The boot function is "expecting" to get a function that has two arguments: the first being a data.frame and the second being an "indices" vector (possibly with duplicate entries and probably not using all the indices) to use in selecting rows and probably having some duplicate or triplicates.) It then samples with replacement determined by the pattern of duplicates and triplicates from the original dataframe (multiple times determined by "R" with different "choice sets"), passes those to the indices argument in the boot.function, and then collects the results of the R number of function applications.
Regarding what is reported by the print method for boot objects, take a look at this (done after examining the returned object with str()
> duncan.boot$t0
[1] 5.003310e+00 1.053184e-05
> apply(duncan.boot$t, 2, mean)
[1] 5.342895220 0.002607943
> apply(duncan.boot$t, 2, mean) - duncan.boot$t0
[1] 0.339585441 0.002597411
It becomes more obvious that the T0 value is from the original data while the bias is the difference between the mean of the boot()-ed values and the T0 values. I don't think it makes a lot of sense to be asking why p-values based on parametric considerations are increasing in association with an increase in estimated t-statistics.
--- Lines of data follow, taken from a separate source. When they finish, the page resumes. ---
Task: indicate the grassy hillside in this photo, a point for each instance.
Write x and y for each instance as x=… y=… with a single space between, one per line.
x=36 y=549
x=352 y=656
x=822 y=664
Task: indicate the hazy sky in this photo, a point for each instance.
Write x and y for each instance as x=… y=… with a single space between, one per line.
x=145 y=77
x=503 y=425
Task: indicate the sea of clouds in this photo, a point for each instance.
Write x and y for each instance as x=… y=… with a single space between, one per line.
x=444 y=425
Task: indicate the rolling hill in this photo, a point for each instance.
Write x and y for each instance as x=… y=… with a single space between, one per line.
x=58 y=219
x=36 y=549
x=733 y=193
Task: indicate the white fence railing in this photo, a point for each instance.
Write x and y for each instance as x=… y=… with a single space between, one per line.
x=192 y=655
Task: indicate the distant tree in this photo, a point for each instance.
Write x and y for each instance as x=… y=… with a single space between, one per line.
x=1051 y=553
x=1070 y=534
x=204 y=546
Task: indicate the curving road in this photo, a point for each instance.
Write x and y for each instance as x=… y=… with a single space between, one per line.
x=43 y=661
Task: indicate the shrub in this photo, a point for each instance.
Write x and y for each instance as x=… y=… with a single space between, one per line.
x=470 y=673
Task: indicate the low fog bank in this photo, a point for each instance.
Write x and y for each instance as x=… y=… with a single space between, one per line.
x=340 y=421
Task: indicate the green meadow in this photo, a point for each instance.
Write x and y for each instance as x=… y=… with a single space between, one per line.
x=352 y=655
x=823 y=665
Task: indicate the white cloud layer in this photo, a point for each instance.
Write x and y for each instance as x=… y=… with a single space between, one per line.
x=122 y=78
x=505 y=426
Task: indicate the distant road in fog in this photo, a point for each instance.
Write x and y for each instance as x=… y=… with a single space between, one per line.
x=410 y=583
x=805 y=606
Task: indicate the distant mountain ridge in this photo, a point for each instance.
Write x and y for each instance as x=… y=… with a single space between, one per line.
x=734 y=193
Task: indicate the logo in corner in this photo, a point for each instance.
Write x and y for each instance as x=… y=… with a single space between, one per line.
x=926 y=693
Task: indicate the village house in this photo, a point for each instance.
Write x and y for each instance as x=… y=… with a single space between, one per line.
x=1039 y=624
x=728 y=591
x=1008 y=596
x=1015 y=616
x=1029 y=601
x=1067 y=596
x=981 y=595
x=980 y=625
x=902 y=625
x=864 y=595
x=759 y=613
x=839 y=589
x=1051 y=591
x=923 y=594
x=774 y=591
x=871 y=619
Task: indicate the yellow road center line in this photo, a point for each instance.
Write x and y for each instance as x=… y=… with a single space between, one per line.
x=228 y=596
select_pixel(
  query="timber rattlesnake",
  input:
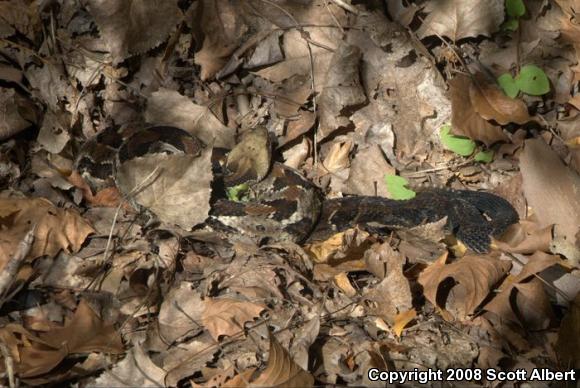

You are really in two disparate regions of statistical thought when you do that. I would have interpreted the increase in p-values as an effect of the sampling process, which does not take into account the Normal distribution assumptions. It is simply saying something about the sampling distribution of the p-value (which is really just another sample statistic).
(Comment: The sourcebook used at the time of R development was Davison and Hinkley's "Bootstrap Methods and their Applications". I'm no claiming any support for my answer above, but I thought to put it in as a reference after Hagen Brenner asked about sampling with two indices in the comments below. There are many unexpected aspects of bootstrapping that arise after one goes beyond the simple parametric estimation and I would first turn to that reference if I were tackling more complex sampling situations.)